Mais c’est aussi souvent aussi assez peu rigoureux, et pas très loin parfois d’une logique sonore de clip : occupons l’oreille pendant que mon film de vacances défile. En ressort un certain manque de considération pour le spectateur (le bruit de train oppressant qui pourrit un grand nombre de scène – qui serait au final associé à New York, si j'en crois le passage après le flash-back en Lituanie ?), ou des facilités assez grossières (ramener en catastrophe une petite musique au piano dans les dernières minutes, pour filmer assez misérablement une fille qui pose, histoire de faire final). Cette carence d'un travail sonore est criant dans le loooong mariage mondain de la 5è bobine, où justement il n’y aucun point de vue (ou en tout cas un regard ironique qui ne s’assume pas) : les musiques de grande réception s’enchaînent comme un CD thématique qu'on aurait laissé tourner en boucle, oublié dans la chaîne hifi, et dont les titres s’enchaîneraient paresseusement sur une image qu’ils ignorent. Du coup on ne montre rien, on ne voit plus rien, et l’œil glisse.
Au final, je retiens des pépites, de superbes envolées, mais un projet trop souvent foireux, trop auto-indulgent, qui me laisse encore une fois cette impression d’un cinéaste dont le public n’a été que son propre milieu, et qui n’a pas vécu cette confrontation fondamentale avec celui qui va recevoir le film. Faut entendre les litanies tartes de voix-off, les
« je pense donc je filme », ou encore l’inacceptable
« personne n’est forcé de regarder ».
Qu’on se comprenne bien : je n’attaque pas le film parce qu’il est "chiant". Il est certes un peu dur, mais tout à fait praticable, voire assez agréable à suivre. On fait mille fois plus hardcore... Je l’attaque parce que j’ai l’impression que le talent sublime de ce cinéaste reste à l’état d’ébauche, de potentiel, faute de bons coups de pieds au cul. Je l'attaque parce que c’est du gâchis.

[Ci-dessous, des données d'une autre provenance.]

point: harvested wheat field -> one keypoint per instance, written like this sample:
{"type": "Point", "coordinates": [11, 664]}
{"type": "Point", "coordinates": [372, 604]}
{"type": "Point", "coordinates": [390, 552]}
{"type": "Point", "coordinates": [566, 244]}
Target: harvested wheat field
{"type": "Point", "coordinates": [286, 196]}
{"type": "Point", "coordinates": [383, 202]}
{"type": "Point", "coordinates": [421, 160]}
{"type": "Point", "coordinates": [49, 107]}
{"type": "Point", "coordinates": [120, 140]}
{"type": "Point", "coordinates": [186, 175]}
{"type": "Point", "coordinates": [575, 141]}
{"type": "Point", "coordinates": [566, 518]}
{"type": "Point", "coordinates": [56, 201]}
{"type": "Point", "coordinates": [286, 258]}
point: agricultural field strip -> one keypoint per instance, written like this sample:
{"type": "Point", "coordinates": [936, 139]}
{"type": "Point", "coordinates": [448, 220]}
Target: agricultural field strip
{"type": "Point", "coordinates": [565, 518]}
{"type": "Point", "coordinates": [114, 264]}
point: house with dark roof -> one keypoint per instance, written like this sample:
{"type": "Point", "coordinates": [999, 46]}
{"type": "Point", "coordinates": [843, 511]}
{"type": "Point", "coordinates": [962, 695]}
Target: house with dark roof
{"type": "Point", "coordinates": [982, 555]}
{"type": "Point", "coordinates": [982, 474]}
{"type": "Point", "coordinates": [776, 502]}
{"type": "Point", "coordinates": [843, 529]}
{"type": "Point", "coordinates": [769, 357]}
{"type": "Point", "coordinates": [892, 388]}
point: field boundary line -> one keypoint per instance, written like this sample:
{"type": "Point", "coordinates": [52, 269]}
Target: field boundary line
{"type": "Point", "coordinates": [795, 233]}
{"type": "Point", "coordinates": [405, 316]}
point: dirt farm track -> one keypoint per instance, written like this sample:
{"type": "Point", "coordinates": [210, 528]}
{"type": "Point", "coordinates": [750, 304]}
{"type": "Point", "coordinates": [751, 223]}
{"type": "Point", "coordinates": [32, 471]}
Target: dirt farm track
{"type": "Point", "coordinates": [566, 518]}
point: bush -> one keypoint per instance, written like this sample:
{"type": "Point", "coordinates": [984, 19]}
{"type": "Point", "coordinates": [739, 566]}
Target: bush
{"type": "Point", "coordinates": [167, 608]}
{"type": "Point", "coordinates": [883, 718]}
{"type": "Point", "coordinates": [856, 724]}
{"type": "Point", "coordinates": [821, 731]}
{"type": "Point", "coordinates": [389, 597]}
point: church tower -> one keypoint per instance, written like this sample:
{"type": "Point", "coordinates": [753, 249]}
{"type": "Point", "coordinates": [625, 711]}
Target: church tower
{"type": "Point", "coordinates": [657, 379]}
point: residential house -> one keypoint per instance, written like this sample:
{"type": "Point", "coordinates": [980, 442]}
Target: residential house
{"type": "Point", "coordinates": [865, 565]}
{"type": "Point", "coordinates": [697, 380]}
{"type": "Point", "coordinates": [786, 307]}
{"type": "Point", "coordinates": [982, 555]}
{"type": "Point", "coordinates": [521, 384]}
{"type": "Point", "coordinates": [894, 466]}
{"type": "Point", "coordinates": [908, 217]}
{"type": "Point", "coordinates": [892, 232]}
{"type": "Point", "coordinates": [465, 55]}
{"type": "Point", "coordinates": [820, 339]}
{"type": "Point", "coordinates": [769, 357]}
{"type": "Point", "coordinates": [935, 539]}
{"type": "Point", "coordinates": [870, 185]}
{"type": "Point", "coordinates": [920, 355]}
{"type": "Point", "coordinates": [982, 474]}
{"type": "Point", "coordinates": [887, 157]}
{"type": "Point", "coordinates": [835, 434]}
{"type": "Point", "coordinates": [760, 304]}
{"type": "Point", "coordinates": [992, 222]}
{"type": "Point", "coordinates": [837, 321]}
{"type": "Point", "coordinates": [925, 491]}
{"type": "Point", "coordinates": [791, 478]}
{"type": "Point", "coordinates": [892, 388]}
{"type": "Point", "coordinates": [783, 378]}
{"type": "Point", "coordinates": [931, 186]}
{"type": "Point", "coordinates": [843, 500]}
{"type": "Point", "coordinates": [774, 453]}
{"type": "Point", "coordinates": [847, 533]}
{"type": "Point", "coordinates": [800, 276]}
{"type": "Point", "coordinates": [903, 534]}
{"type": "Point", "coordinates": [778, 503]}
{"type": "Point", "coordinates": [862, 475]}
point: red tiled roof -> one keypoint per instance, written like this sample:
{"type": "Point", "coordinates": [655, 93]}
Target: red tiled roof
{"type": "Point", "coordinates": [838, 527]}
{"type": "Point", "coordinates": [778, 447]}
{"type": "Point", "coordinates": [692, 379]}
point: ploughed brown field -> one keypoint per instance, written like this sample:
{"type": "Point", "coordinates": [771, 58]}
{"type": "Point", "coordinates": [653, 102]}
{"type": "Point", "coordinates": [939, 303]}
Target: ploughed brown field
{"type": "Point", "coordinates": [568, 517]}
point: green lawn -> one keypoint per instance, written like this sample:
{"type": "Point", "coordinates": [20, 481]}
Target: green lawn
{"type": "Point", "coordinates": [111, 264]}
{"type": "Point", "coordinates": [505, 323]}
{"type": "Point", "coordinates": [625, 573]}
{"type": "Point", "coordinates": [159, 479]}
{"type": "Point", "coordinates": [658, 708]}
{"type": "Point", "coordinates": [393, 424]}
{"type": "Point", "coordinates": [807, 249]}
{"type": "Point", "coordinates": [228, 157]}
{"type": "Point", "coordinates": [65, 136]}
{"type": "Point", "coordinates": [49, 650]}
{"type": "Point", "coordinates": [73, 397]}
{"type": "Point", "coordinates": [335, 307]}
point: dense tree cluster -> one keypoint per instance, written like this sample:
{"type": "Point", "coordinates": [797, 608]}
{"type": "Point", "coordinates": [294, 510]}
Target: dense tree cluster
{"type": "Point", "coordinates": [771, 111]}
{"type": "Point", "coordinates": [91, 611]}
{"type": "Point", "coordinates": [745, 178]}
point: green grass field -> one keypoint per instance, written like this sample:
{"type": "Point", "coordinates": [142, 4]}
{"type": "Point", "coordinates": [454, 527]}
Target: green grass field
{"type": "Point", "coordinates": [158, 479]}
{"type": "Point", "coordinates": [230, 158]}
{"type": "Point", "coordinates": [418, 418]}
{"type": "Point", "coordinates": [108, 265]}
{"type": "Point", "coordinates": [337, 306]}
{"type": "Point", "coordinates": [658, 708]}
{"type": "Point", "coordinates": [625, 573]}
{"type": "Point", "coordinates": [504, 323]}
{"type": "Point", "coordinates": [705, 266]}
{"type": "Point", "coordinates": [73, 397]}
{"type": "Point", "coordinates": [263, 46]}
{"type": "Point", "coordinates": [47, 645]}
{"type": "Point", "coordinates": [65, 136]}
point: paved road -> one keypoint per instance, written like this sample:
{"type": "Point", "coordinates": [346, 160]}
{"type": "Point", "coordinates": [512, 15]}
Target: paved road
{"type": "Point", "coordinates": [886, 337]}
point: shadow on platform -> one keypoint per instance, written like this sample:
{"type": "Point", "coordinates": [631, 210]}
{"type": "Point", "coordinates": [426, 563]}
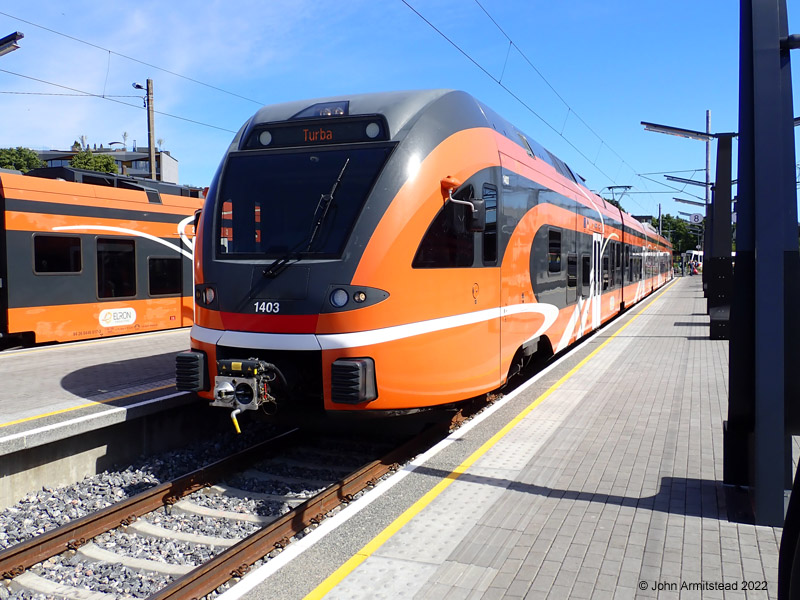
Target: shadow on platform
{"type": "Point", "coordinates": [676, 495]}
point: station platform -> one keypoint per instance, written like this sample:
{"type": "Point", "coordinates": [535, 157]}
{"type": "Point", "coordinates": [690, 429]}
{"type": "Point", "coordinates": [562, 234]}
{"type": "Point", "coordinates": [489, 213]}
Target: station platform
{"type": "Point", "coordinates": [600, 478]}
{"type": "Point", "coordinates": [74, 410]}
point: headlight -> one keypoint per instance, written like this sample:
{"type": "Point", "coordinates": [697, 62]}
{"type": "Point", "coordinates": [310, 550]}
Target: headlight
{"type": "Point", "coordinates": [339, 298]}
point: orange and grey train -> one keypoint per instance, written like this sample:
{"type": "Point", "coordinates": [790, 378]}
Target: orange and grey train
{"type": "Point", "coordinates": [397, 251]}
{"type": "Point", "coordinates": [93, 256]}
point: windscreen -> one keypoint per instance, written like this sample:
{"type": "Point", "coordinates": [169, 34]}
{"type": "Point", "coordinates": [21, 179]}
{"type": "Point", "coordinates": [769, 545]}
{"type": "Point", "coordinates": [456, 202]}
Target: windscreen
{"type": "Point", "coordinates": [302, 203]}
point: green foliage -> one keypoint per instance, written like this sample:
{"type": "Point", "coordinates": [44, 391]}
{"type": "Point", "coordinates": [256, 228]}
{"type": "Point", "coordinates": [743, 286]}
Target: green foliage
{"type": "Point", "coordinates": [19, 158]}
{"type": "Point", "coordinates": [102, 163]}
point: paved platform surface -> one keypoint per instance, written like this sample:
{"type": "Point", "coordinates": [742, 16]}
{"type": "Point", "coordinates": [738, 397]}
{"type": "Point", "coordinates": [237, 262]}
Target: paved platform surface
{"type": "Point", "coordinates": [602, 479]}
{"type": "Point", "coordinates": [54, 392]}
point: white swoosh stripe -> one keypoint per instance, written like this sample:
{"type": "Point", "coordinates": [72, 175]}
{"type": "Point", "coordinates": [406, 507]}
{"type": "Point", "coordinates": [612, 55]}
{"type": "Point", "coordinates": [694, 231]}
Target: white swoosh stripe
{"type": "Point", "coordinates": [310, 341]}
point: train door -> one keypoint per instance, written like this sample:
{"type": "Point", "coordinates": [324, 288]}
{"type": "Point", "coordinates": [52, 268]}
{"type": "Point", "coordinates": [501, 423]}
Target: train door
{"type": "Point", "coordinates": [596, 289]}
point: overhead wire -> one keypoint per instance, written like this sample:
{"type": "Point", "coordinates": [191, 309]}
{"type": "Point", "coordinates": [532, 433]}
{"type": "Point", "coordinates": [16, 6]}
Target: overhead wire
{"type": "Point", "coordinates": [520, 100]}
{"type": "Point", "coordinates": [113, 99]}
{"type": "Point", "coordinates": [500, 83]}
{"type": "Point", "coordinates": [570, 110]}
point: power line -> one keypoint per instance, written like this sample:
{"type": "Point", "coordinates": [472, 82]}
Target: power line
{"type": "Point", "coordinates": [570, 110]}
{"type": "Point", "coordinates": [136, 60]}
{"type": "Point", "coordinates": [520, 100]}
{"type": "Point", "coordinates": [113, 99]}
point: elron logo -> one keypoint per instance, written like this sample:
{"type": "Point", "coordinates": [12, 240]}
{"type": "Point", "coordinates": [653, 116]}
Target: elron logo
{"type": "Point", "coordinates": [117, 316]}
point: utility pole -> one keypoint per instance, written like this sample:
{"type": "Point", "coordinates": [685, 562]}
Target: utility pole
{"type": "Point", "coordinates": [708, 159]}
{"type": "Point", "coordinates": [151, 133]}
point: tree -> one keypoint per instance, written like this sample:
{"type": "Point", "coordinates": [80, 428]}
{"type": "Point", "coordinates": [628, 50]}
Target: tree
{"type": "Point", "coordinates": [19, 158]}
{"type": "Point", "coordinates": [86, 160]}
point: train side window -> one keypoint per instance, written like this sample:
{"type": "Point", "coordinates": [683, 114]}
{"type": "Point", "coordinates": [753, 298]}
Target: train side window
{"type": "Point", "coordinates": [56, 254]}
{"type": "Point", "coordinates": [448, 243]}
{"type": "Point", "coordinates": [554, 250]}
{"type": "Point", "coordinates": [612, 265]}
{"type": "Point", "coordinates": [572, 278]}
{"type": "Point", "coordinates": [490, 234]}
{"type": "Point", "coordinates": [116, 268]}
{"type": "Point", "coordinates": [586, 267]}
{"type": "Point", "coordinates": [164, 275]}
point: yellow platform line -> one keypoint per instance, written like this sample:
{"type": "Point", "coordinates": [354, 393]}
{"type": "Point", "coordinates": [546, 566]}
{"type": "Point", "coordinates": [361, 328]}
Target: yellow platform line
{"type": "Point", "coordinates": [88, 404]}
{"type": "Point", "coordinates": [348, 567]}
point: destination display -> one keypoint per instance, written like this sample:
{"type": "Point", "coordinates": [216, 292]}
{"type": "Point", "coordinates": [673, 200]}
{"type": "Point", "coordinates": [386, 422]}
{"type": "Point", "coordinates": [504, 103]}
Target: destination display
{"type": "Point", "coordinates": [319, 131]}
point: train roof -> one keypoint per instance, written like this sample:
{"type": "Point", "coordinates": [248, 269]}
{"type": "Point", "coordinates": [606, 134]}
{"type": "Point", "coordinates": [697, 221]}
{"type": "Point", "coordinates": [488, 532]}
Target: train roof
{"type": "Point", "coordinates": [403, 108]}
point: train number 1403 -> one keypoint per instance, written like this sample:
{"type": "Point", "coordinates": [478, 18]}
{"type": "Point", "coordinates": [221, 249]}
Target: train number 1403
{"type": "Point", "coordinates": [267, 307]}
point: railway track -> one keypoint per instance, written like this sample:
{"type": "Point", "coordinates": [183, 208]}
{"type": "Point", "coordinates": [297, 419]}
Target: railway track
{"type": "Point", "coordinates": [290, 483]}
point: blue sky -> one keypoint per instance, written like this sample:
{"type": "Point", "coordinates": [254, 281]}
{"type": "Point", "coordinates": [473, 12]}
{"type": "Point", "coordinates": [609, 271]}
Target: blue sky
{"type": "Point", "coordinates": [587, 72]}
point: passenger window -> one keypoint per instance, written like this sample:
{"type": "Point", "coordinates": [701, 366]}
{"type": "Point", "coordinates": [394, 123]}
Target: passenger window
{"type": "Point", "coordinates": [164, 275]}
{"type": "Point", "coordinates": [554, 251]}
{"type": "Point", "coordinates": [56, 254]}
{"type": "Point", "coordinates": [612, 264]}
{"type": "Point", "coordinates": [585, 273]}
{"type": "Point", "coordinates": [448, 243]}
{"type": "Point", "coordinates": [116, 268]}
{"type": "Point", "coordinates": [490, 234]}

Ça vaut quand même évidemment de s’y essayer, et à mettre bout à bout tout ce qui est réussi, on se retrouve facile avec un petit long-métrage, donc tout est relatif... Si certains de vous n’ont pas la patience, tentez la bobine 1, la 4, et éventuellement le début de la 6.
Concernant le DVD : Question image, Potemkine commence sérieusement à se poser comme la référence de l’éditeur-qu’on-peut-acheter-les-yeux-fermés. Ça doit être l'un des films les plus difficiles à compresser au monde, et c’est impeccable. On pourra par contre sans doute discuter le parti-pris (légitime) de ne jamais sous-titrer le son in (seulement les cartons et les voix-off). Les paroles captées sont certes toujours fouillies, mélangées, brouillonnes, et l’image file tellement vite que tenter d’en sous-titrer les bribes gênerait finalement plus l’attention qu’autre chose. Mais dans certains passages les dialogues sont bien audibles (lors de la visite chez Richter, par exemple), et la question peut du coup se poser. C’est encore plus difficile à défendre pour les pages de bouquins, dont certains mots bien centrés mériteraient la traduction.